Both hybrids and purely electric cars are currently rewarded with up to 20,000 euros throughout their useful life, also for higher-income buyers, something that he described as “too much”. “This can save billions that we can invest more logically,” he said in an interview with Die Welt newspaper.
Lindner goes with it one step further than the Minister of Economy and Energy, the green Robert Habeck, who has already advanced plans to end rebates for the purchase of hybrids at the end of the year, ahead of schedule, and reduce incentives for the purchase of purely electric vehicles.
Regarding when inflation will stop shooting, Lindner has indicated that this depends on the reaction of the German government in political matters and of the central banks in the monetary field. “We have the task of not pushing prices further with subsidies, of not going further into debt and suffocating ourselves with higher interest rates,” she said.

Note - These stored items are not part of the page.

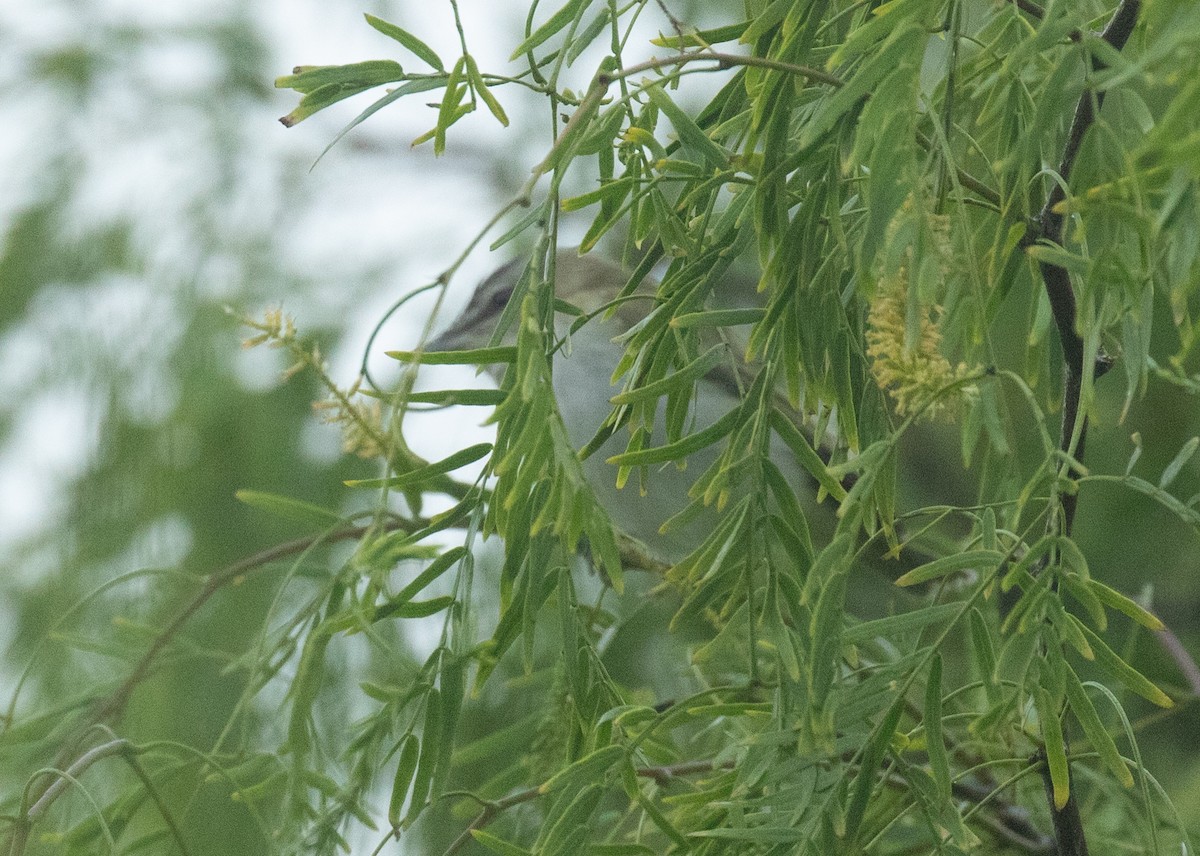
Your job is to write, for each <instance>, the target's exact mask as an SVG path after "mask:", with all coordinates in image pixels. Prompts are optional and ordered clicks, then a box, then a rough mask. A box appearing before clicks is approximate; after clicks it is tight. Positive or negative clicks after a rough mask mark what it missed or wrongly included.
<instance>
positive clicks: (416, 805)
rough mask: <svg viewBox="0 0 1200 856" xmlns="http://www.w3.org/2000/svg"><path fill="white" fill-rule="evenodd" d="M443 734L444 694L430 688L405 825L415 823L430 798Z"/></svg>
mask: <svg viewBox="0 0 1200 856" xmlns="http://www.w3.org/2000/svg"><path fill="white" fill-rule="evenodd" d="M440 734H442V694H440V693H438V690H437V689H436V688H432V687H431V688H430V692H428V693H427V694H426V696H425V725H424V728H422V730H421V756H420V760H419V761H418V762H416V776H415V777H414V778H413V794H412V798H410V800H409V803H408V812H407V813H406V814H404V821H403V826H406V827H408V826H412V825H413V821H414V820H416V818H418V816H420V814H421V812H422V810H424V809H425V806H426V802H427V801H428V798H430V784H431V783H432V782H433V767H434V765H436V764H437V759H438V752H439V748H440V747H438V737H439V736H440Z"/></svg>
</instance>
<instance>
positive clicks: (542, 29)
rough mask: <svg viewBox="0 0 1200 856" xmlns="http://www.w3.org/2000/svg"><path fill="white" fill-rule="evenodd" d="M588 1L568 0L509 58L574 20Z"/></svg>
mask: <svg viewBox="0 0 1200 856" xmlns="http://www.w3.org/2000/svg"><path fill="white" fill-rule="evenodd" d="M589 2H590V0H568V4H566V5H565V6H563V7H562V8H560V10H558V11H557V12H554V14H552V16H550V18H548V19H547V20H546V23H545V24H542V25H541V26H539V28H538V29H536V30H534V31H533V32H532V34H529V37H528V38H526V40H524V41H523V42H521V43H520V44H518V46H517V47H516V49H515V50H514V52H512V55H511V56H509V59H510V60H516V59H518V58H520V56H521V54H523V53H526V52H528V50H533V49H534V48H536V47H538V46H539V44H541V43H542V42H545V41H546V40H547V38H550V37H551V36H553V35H554V34H556V32H558V31H559V30H562V29H563V28H564V26H566V25H568V24H570V23H571V22H572V20H575V16H576V13H577V12H578V11H580V10H581V8H582V7H586V6H588V4H589Z"/></svg>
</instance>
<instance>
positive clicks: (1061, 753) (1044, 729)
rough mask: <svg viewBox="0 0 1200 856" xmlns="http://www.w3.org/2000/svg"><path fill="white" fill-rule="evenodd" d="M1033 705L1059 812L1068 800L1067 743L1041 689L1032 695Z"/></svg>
mask: <svg viewBox="0 0 1200 856" xmlns="http://www.w3.org/2000/svg"><path fill="white" fill-rule="evenodd" d="M1033 705H1034V707H1037V710H1038V720H1039V722H1040V723H1042V744H1043V746H1044V747H1045V753H1046V766H1048V767H1049V768H1050V785H1051V790H1052V791H1054V807H1055V808H1056V809H1058V810H1060V812H1061V810H1062V808H1063V807H1064V806H1066V804H1067V800H1069V798H1070V765H1068V764H1067V742H1066V741H1064V740H1063V737H1062V723H1061V722H1058V711H1056V710H1055V707H1054V704H1052V702H1051V701H1050V694H1049V693H1048V692H1046V690H1045V689H1044V688H1042V687H1038V688H1037V689H1036V690H1034V693H1033Z"/></svg>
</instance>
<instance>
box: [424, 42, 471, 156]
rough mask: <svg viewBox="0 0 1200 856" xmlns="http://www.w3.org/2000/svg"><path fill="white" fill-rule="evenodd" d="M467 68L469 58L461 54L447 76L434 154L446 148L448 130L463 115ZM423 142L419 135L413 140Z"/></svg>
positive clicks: (441, 103)
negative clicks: (462, 97)
mask: <svg viewBox="0 0 1200 856" xmlns="http://www.w3.org/2000/svg"><path fill="white" fill-rule="evenodd" d="M466 68H467V58H466V56H460V58H458V61H457V62H455V64H454V68H451V70H450V77H448V78H446V91H445V94H444V95H443V96H442V103H440V104H439V106H438V120H437V124H436V125H434V126H433V131H432V133H433V154H434V156H437V155H440V154H443V152H444V151H445V150H446V131H448V130H449V128H450V126H451V125H454V124H455V122H456V121H458V119H461V118H462V115H463V113H462V112H461V110H460V109H458V107H460V104H462V97H463V95H466V88H464V86H463V85H462V76H463V71H466ZM421 142H425V140H424V138H422V137H418V138H416V139H415V140H413V145H418V144H419V143H421Z"/></svg>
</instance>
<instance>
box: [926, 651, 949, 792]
mask: <svg viewBox="0 0 1200 856" xmlns="http://www.w3.org/2000/svg"><path fill="white" fill-rule="evenodd" d="M924 723H925V752H926V753H928V754H929V767H930V770H931V771H932V773H934V782H936V783H937V792H938V797H940V798H941V800H942V801H946V800H949V798H950V758H949V755H948V754H947V753H946V741H944V740H943V738H942V657H941V654H936V656H935V657H934V660H932V663H930V665H929V678H928V683H926V684H925V711H924Z"/></svg>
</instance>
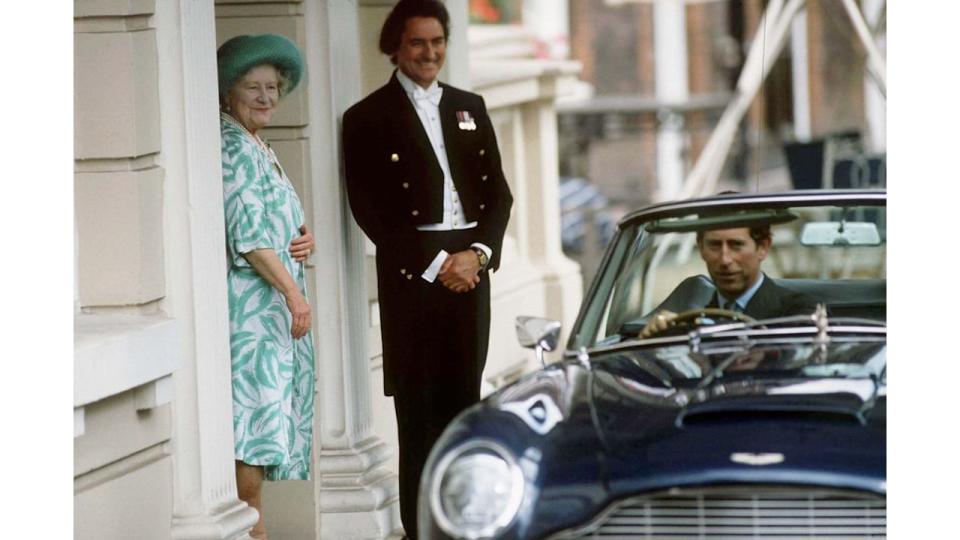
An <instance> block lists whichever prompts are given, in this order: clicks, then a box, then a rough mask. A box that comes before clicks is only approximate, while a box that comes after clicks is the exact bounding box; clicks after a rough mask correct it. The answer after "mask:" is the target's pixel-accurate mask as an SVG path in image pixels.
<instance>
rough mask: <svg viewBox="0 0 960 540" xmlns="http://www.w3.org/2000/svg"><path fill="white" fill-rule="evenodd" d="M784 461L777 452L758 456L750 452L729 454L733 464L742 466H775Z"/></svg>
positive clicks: (780, 453)
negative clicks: (783, 460) (775, 465)
mask: <svg viewBox="0 0 960 540" xmlns="http://www.w3.org/2000/svg"><path fill="white" fill-rule="evenodd" d="M784 459H786V458H785V457H784V455H783V454H781V453H779V452H762V453H759V454H753V453H751V452H734V453H732V454H730V461H732V462H734V463H742V464H743V465H752V466H754V467H763V466H766V465H776V464H777V463H783V460H784Z"/></svg>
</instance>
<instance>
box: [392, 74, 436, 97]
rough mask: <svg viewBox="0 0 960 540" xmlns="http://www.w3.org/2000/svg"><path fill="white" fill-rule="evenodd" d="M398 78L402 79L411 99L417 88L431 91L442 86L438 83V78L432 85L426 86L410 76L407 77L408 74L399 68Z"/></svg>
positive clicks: (403, 82) (399, 80) (406, 92)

At the same time, it is necessary to alleviate the population’s loss of purchasing power without entering a spiral of salary and price rises, and the better this is achieved, the greater the chances of containing inflation,” he emphasizes in an interview in which echoes Eph.
The Finance Minister also reiterates the importance of meeting the debt ceiling next year after three years of relaxation in this area, due to the pandemic and in particular in view of the rise in interest rates announced by the European Central Bank (ECB).
The leader of the liberal party pointed out that last year Germany paid 4,000 million euros in interest and stated that “it cannot be ruled out that next year it will be up to 30,000 million.”
For this reason, he indicated that the “turning point” marked by the war in Ukraine requires not only “solid finances” on the part of the State, but also to transfer the priority from “redistribution” to “prosperity production”.